La Loi de 2008 relative aux informations et aux transactions électroniques (ITE), qui encadre l’information sur Internet, est formulée en des termes flous, ce qui permet d’interpréter de façon large la notion de diffamation et de blasphème afin d’ériger en infraction la liberté d’expression en Indonésie. L’article 28(2) de ce texte porte sur les informations « visant à susciter la haine ou l’hostilité [à l’égard] de quelqu’un » et sert, dans la pratique, à poursuivre des personnes accusées d’avoir diffamé ou insulté une religion sur Internet. Le 31 mars 2015, le tribunal du district de Bandung a condamné Wisni Yetty, une femme de 47 ans originaire de Bandung dans la province de Java occidental, à cinq mois de prison et une amende de 100 millions de roupies (7 670 dollars des États-Unis). Celle-ci a été condamnée en vertu de l’article 27(1) de la Loi ITE pour « transmission électronique de contenu portant atteinte aux bonnes mœurs », après avoir accusé son ex-mari d’avoir abusé d’elle dans une conversation privée sur Facebook avec une amie. Son mari avait eu accès à son compte, imprimé la conversation, et l’avait dénoncée à la police.

Dans une autre affaire jugée le même jour, le tribunal du district de Yogyakarta a condamné Florence Sihombing, une étudiante, à six mois de sursis ou deux mois de prison ferme, et à une amende de 10 millions de roupies (767 dollars des États-Unis). Cette femme a été condamnée pour diffamation en vertu de l’article 27(3) de la Loi ITE, après avoir publié sur le réseau social Path le message suivant : « Jogja est un endroit pauvre, stupide et barbare. A mes amis de Djakarta et de Bandung : ne venez jamais vivre à Jogja. » D’après le président du tribunal, sa publication contenait des « insultes » et a créé de « l’agitation » parmi les résidents de Yogyakarta.

En 2012, Alexander An a été condamné à six mois d’emprisonnement et une amende de 100 millions de roupies indonésiennes (environ 11 000 dollars des États-Unis) par le tribunal du district de Sijunjung (Sumatra-Ouest) pour des messages Facebook jugés « insultants » à l’égard de l’islam et du prophète Mahomet.

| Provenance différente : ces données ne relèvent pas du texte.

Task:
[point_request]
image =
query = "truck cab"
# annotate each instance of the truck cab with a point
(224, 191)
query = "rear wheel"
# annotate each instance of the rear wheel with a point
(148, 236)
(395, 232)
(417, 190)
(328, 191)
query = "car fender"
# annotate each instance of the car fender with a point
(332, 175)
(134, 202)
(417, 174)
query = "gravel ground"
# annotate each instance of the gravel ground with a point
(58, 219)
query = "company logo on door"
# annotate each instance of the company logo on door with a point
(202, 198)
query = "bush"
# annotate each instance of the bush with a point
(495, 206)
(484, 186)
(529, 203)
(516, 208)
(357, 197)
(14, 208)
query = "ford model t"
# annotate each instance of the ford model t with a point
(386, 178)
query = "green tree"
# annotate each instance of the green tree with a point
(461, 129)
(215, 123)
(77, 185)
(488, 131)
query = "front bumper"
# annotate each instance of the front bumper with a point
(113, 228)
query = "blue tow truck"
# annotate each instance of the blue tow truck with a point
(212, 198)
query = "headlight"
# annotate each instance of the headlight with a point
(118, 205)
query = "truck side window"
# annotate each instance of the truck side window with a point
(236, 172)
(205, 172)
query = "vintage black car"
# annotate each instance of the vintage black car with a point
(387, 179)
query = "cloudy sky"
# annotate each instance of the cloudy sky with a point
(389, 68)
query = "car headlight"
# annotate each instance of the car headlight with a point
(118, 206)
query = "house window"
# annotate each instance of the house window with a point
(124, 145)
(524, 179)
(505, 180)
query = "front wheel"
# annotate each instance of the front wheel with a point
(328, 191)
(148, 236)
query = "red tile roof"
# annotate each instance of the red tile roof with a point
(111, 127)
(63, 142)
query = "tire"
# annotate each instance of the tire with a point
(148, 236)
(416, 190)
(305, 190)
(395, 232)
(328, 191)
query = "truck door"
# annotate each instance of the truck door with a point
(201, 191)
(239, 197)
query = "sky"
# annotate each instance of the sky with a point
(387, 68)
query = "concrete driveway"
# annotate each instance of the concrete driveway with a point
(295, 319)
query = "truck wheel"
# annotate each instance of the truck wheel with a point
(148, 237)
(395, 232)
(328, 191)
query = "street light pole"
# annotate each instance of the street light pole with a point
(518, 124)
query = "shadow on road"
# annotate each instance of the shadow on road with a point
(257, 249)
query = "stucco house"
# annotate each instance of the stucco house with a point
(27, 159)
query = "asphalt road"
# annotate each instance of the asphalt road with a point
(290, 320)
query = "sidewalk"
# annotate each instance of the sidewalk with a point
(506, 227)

Dans une autre affaire, Sebastian Joe a été condamné à cinq ans d’emprisonnement pour un message Facebook considéré comme un outrage à l’islam. Sa peine initiale de quatre ans d’emprisonnement, infligée par le tribunal du district de Ciamis en vertu de l’article 156(a) du Code pénal, a été portée à cinq ans par la haute cour de Bandung (Java occidental) en vertu de l’article 28(2) de la Loi ITE.

L’article 27(3) de la Loi ITE sert principalement à engager des poursuites pour diffamation pour des motifs divers et s’applique à « toute personne qui, délibérément et sans en détenir les droits, distribue des informations et/ou documents électroniques dont le contenu est insultant et/ou diffamatoire, et/ou les rend accessibles ». En 2014, Abraham Sujoko a été condamné à deux ans d’emprisonnement par le tribunal du district de Dompu (Nusa Tenggara-Ouest) en vertu de l’article 27(3) de la Loi ITE pour outrage à l’islam dans une séquence vidéo diffusée sur YouTube.

L’incrimination de la diffamation bafoue l’obligation légale faite à l’Indonésie de respecter et de protéger le droit à la liberté d’expression aux termes du Pacte international relatif aux droits civils et politiques (PIDCP), auquel cet État est partie. Le Comité des droits de l’homme [Nations unies] a encouragé les États à envisager de dépénaliser la diffamation et a souligné que les lois relatives à la diffamation devaient être élaborées avec soin de sorte qu’elles soient conformes aux obligations internationales des États en matière de droits humains et qu’elles ne répriment pas la liberté d’expression dans la pratique. L’intérêt collectif vis-à-vis du sujet soumis à la critique doit être reconnu comme une ligne de défense et les États doivent s’abstenir d’infliger des peines excessives.